Ve kaçışının sebeplerini hatırlattıktan sonra sıra hizmet sunmaya gelir: “Tüm hayatım boyunca icra ettiğim askerlik mesleği bilim alanında özenle çalışmamı engellemediğinden, Monsenyör, umarım size savaş zamanında olsun, barış zamanında olsun, daima faydalı olabilirim (...) Hayatımı Zat-ı Şahaneleri Efendinizin hizmetine hasretme niyetim dâhilinde, kendimi tamamen sizin korumanıza bırakmama müsaade edin; bir an önce güvenlik içinde pay-ı tahta ve Tanrı'dan adalet ve sağlık dolu bir hayat bahşetmesini istediğim Zat-ı Âlînizin yanına ulaşabilmem için gerekli bütün kolaylıkların sağlanması için Bosna Beyi Ahmet Paşa'ya talimat vermenizi acizane istirham ederim.”
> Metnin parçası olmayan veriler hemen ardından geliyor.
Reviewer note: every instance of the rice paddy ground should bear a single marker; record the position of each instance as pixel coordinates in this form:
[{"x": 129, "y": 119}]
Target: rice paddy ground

İstanbul'a gidebilmek için sadrazamdan izin isteyen Bonneval Kontu’nun Müslümanlığı kabul etmek gibi bir niyeti yoktur; tek istediği, sadrazamın desteği ile Balkan topraklarında ve Eflak-Boğdan'da Avusturya İmparatoru'na karşı müdahalede bulunabilecek bir silahlı kuvvet oluşturmaktı. Ayrıca Macaristan'ın bağımsızlığını körükleyerek imparatorun gücünü bertaraf etmeyi de umuyordu.